The Death of a Character Gives Life New Meaning


Jim said...

I finally got around to reading your book, remember me, something I've been meaning to do for awhile. One question, why did you kill of your main character?


This is a great question, Jim, thanks for asking it. The Mary Margaret character in Remember Me died for reasons intrinsic to both the story of Remember Me and to the larger story of my trilogy of novels. Each of my three novels examines love and loss from different viewpoints, and all three together examine love, life and death, as they fundamentally effect our experience.


Because Remember Me was written as a plea for reform in US family courts, it was important for the main character to die because each year, thousands of people take their own lives or have their lives taken as a result of the ineptitude of the US family court system. To research my book, I spent countless hours in family court, listening to these stories and interviewing litigants. There is an overwhelming feeling of hopelessness in domestic violence cases because weak laws, inexperienced State's Attorneys, and burned out judges allow cases to go unresolved or perpetrators to go free, empowered to continue the violence. The death of this character and destruction of this family was a common story in US family court.


Looking at the larger canvas of the trilogy, on the journey of the spirit, the death of the ego is the first step to be taken toward enlightenment. Some say, for instance, that the Tibetan Book of the Dead is actually a manual for ego death. The Mary Margaret character in Remember Me never catches on to this process as she cannot let go of her egotistical concerns, and suffers her losses, defining herself with loss and pain. Because this is a dead end for a journey of the spirit, her death frees her spirit to begin again.


In the second novel, Chasing Twilight, the character is resurrected, and begins to understand the importance of ego death and resurrection of being – or consciousness raising. So, her journey can continue and the concept of death takes on new meaning. With death, comes rebirth and the cycle of life is felt in the soul.


This will bring up interesting questions in the third novel, Shadow Dancing: What is death? What parts of us die while we live? How is this integral to being and becoming?


I sincerely hope you enjoy the stories and the concepts. Thanks again.

Artwork by Moira Marshall Many thanks.

Tuesday, June 10, 2008

Writing About Essential Being

Ulysses said...
"energy that moves through the matrix of our being that we can FEEL." Interesting. What do you mean by "being?" I know this is a topic of discussion on your other blog, but I'd like to know what your idea of being is, and how it applies to your books.

The Essene’s think that being is consciousness, and consciousness is everything. Like that, I think being is that part of us that is connected to spirit, and as such, is all of us. Even those parts of us that feel separate from spirit, devoid of spirit, opposed to spirit, are those parts of us that eventually lead us back to spirit, and so, are of spirit. Like the notions of Lucifer being God’s favorite angel, or Judas the favorite apostle of Jesus, or Brahman – being is all pervasive.

That said, I do believe that there is an essential part of being that we can give to our attention.
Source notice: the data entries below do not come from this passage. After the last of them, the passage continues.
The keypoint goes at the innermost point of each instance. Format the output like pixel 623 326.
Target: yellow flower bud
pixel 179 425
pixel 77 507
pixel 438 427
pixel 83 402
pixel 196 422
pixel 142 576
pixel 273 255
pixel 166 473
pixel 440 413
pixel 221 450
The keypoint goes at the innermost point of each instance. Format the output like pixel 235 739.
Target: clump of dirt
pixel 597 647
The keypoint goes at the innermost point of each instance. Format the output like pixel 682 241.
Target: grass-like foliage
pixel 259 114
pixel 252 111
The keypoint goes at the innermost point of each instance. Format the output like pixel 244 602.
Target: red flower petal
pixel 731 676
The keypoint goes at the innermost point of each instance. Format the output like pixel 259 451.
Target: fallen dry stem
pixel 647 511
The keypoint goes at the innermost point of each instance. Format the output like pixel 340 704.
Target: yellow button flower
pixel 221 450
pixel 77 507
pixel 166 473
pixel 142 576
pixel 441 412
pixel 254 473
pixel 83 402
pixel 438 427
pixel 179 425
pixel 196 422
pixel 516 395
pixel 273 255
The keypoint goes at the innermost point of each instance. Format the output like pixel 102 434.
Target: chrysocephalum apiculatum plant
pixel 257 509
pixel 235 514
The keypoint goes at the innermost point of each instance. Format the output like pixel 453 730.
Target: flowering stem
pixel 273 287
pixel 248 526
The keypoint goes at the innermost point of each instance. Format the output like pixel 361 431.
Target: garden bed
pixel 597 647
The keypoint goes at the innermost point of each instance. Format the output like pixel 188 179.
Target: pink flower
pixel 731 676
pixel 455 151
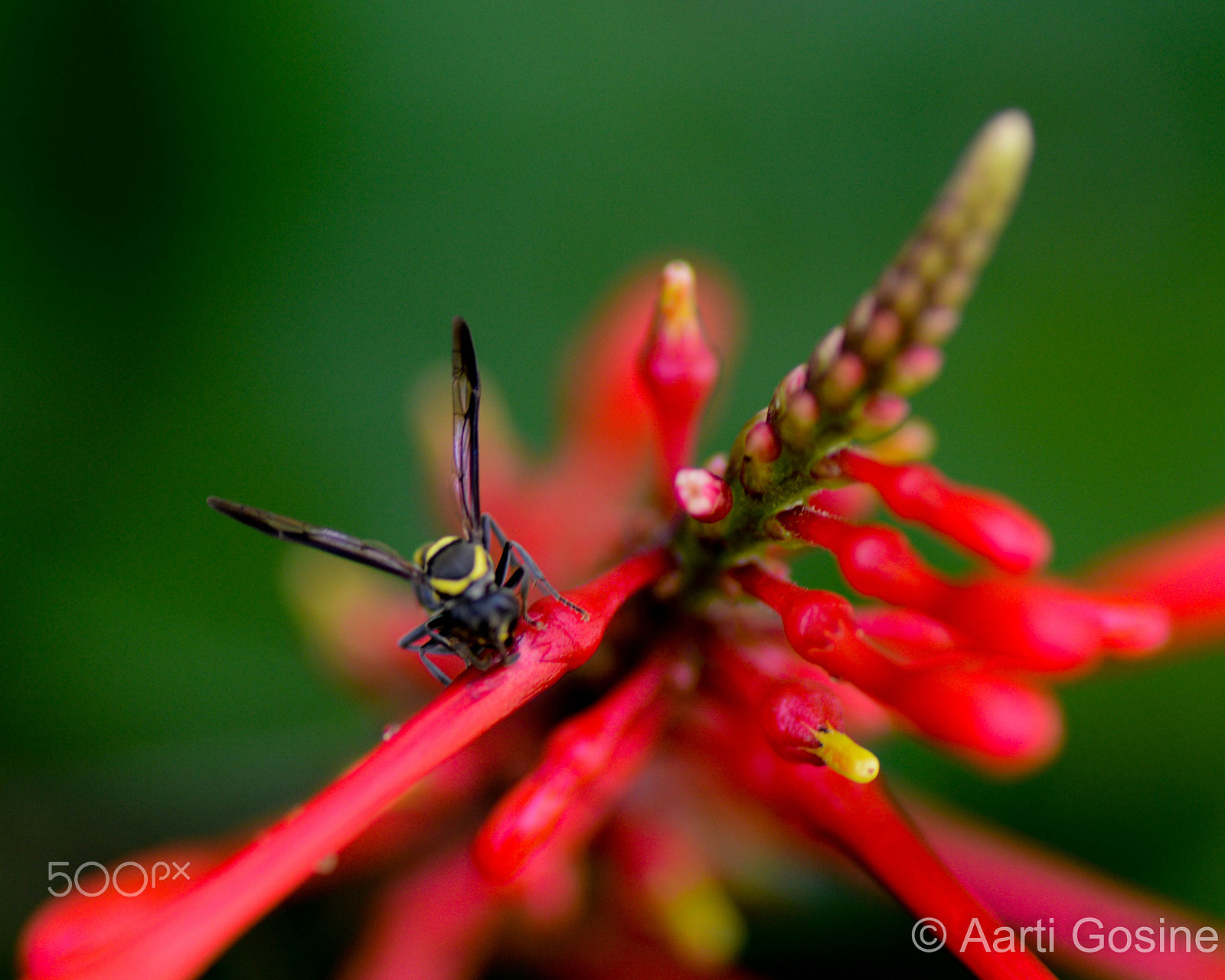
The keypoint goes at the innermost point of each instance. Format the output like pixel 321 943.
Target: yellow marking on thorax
pixel 459 586
pixel 426 551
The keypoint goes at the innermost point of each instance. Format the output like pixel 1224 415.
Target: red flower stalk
pixel 678 662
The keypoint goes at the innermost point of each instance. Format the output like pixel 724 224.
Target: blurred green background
pixel 233 234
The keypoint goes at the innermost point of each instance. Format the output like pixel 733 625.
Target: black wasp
pixel 473 604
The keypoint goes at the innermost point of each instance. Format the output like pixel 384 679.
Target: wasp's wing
pixel 466 404
pixel 368 553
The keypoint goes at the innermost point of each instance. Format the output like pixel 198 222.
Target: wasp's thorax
pixel 452 567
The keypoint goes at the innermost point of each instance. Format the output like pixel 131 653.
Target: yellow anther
pixel 678 300
pixel 704 926
pixel 847 759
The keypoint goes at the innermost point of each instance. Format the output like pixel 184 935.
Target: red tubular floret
pixel 577 753
pixel 861 821
pixel 983 524
pixel 996 720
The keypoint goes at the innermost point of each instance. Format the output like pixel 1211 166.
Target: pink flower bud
pixel 702 495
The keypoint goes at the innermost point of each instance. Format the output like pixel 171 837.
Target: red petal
pixel 184 936
pixel 1184 571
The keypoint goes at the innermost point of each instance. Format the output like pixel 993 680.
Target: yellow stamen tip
pixel 704 928
pixel 678 299
pixel 847 759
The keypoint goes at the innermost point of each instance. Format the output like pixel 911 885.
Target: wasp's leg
pixel 489 526
pixel 502 564
pixel 435 671
pixel 420 632
pixel 438 643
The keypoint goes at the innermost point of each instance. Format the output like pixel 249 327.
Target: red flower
pixel 714 702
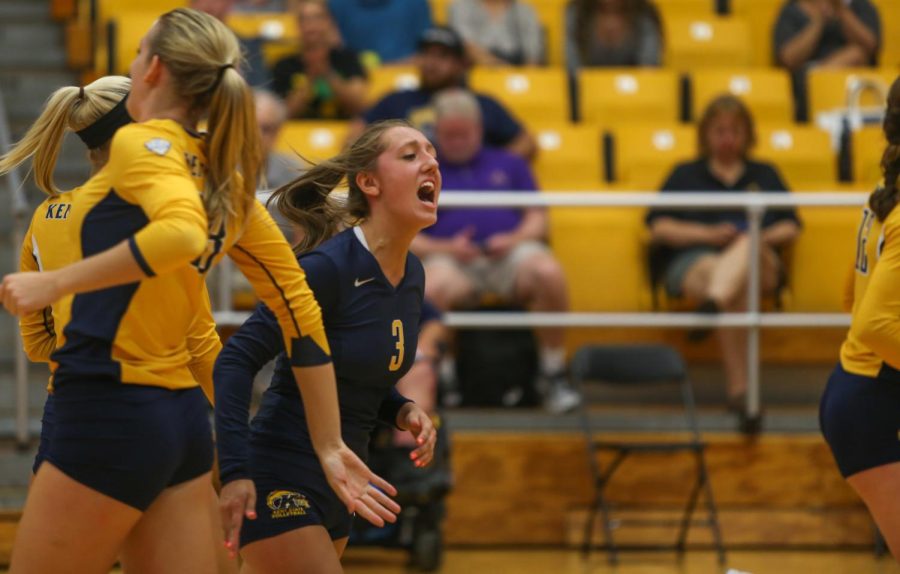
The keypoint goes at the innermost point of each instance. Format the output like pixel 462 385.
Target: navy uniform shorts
pixel 48 423
pixel 130 442
pixel 860 419
pixel 291 492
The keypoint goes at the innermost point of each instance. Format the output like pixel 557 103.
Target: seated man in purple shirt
pixel 499 251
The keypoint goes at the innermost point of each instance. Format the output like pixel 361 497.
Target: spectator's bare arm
pixel 780 233
pixel 677 233
pixel 799 49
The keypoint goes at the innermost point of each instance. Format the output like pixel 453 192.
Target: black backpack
pixel 496 367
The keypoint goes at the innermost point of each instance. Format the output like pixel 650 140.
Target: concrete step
pixel 29 44
pixel 24 10
pixel 25 94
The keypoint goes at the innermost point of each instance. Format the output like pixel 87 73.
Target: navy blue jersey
pixel 373 331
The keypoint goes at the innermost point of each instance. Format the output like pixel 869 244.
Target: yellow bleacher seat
pixel 804 155
pixel 569 157
pixel 386 79
pixel 821 258
pixel 624 95
pixel 313 140
pixel 707 42
pixel 644 155
pixel 107 9
pixel 867 146
pixel 279 30
pixel 760 16
pixel 766 91
pixel 550 14
pixel 889 11
pixel 828 87
pixel 128 28
pixel 440 11
pixel 593 245
pixel 532 94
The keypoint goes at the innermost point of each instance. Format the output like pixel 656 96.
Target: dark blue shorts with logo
pixel 291 492
pixel 129 442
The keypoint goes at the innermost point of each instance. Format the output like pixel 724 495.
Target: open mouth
pixel 426 192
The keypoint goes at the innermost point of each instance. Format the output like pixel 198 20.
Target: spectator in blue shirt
pixel 704 255
pixel 442 65
pixel 384 31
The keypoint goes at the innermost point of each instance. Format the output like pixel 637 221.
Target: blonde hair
pixel 725 104
pixel 307 201
pixel 204 59
pixel 68 108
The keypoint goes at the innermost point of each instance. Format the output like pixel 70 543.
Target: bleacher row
pixel 696 33
pixel 630 127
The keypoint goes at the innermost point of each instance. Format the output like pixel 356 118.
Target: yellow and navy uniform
pixel 149 194
pixel 858 411
pixel 874 336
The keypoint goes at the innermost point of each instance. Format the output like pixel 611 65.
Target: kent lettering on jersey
pixel 372 330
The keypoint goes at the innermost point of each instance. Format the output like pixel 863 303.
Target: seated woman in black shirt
pixel 324 80
pixel 704 254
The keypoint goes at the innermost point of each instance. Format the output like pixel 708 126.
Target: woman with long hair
pixel 131 426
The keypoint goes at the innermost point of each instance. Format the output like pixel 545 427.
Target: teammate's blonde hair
pixel 726 104
pixel 307 202
pixel 204 59
pixel 885 198
pixel 66 109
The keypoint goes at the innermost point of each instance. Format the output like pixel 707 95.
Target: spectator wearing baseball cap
pixel 381 31
pixel 499 32
pixel 442 65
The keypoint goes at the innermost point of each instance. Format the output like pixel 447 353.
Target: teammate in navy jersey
pixel 370 289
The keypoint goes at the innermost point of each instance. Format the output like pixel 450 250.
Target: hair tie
pixel 102 130
pixel 219 76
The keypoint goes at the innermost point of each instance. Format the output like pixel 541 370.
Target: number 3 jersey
pixel 372 329
pixel 874 337
pixel 159 331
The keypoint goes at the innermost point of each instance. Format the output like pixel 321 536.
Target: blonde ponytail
pixel 204 58
pixel 68 108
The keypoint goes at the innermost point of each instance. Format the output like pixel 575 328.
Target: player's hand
pixel 360 489
pixel 414 419
pixel 721 234
pixel 462 248
pixel 24 293
pixel 236 502
pixel 500 244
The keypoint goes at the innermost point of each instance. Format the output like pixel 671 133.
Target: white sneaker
pixel 559 396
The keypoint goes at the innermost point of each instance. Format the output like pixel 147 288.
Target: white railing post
pixel 755 204
pixel 19 217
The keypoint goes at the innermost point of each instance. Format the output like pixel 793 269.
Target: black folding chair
pixel 641 365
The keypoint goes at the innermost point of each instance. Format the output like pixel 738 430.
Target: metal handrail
pixel 754 203
pixel 20 214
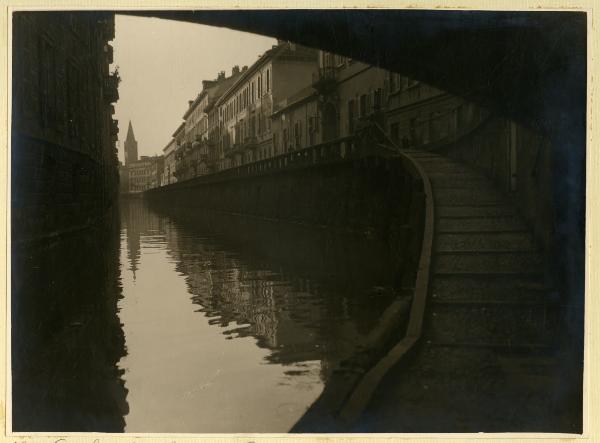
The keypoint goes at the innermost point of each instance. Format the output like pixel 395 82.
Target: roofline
pixel 264 58
pixel 179 128
pixel 296 103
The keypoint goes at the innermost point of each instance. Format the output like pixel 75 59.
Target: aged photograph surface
pixel 297 221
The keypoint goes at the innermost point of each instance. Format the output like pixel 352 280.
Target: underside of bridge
pixel 527 66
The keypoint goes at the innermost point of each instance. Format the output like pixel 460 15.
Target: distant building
pixel 63 154
pixel 245 109
pixel 130 146
pixel 168 173
pixel 145 173
pixel 123 179
pixel 196 149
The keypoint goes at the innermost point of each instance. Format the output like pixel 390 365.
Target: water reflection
pixel 281 305
pixel 66 336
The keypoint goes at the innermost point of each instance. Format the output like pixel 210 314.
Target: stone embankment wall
pixel 371 196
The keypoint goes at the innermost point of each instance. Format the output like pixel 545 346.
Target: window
pixel 395 133
pixel 311 130
pixel 363 105
pixel 392 82
pixel 297 135
pixel 351 105
pixel 48 111
pixel 377 94
pixel 268 81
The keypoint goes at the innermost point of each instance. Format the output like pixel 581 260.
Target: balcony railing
pixel 324 80
pixel 334 151
pixel 111 88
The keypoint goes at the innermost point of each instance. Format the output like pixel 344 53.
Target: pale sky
pixel 162 64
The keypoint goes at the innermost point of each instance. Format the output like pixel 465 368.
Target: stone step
pixel 500 241
pixel 433 167
pixel 495 324
pixel 472 197
pixel 479 224
pixel 487 263
pixel 468 182
pixel 524 287
pixel 464 211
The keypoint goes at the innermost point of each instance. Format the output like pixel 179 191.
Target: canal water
pixel 206 323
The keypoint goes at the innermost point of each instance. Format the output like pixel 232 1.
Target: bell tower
pixel 130 146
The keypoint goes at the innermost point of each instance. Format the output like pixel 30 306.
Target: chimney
pixel 207 83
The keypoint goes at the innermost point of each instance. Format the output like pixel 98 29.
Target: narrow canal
pixel 158 321
pixel 234 325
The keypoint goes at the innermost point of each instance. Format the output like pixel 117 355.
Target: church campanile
pixel 130 146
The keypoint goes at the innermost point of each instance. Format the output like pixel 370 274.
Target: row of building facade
pixel 63 140
pixel 293 97
pixel 137 175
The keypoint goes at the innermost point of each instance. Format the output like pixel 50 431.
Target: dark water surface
pixel 189 322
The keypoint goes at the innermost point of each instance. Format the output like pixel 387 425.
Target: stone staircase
pixel 488 358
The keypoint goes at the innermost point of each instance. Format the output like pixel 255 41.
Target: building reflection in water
pixel 283 304
pixel 66 335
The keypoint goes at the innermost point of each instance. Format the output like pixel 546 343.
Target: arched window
pixel 268 81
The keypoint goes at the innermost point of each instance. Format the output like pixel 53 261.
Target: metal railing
pixel 334 151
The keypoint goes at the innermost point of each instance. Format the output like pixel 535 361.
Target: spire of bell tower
pixel 130 146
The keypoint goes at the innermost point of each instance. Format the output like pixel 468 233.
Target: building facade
pixel 195 148
pixel 130 145
pixel 64 155
pixel 245 109
pixel 168 174
pixel 145 173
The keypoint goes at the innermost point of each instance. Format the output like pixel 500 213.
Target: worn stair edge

It is that part of us that is the witness to our life, the one that observes before we assign meaning or belief. I think that the more we can move through life posited in this essential part of our being, the more our lives will become what we can conceive is our highest potential. When I say highest potential I mean the best life that we can dream - and better, because spirit is leading the witness always.

I construct my poems from the position of the witness, although I will say, that in order to reach the reader I find that I must include not only observation but interpretation to bring feeling to the experience. I suppose this may be poetic license.

My play, Without a Word, is an examination of being from all aspects of character. It was written to be an exercise in consciousness raising while giving the audience a more holographic than linear experience.

My three novels, when looked at in succession, are one journey to this realm of essential being. On the way, like all humans, the characters make mistakes and self discoveries that create the stories. And they learn, in the end, that we write our own stories. We are the writers, and the readers and the stories and the Logos.

Thanks so much for posing this great question.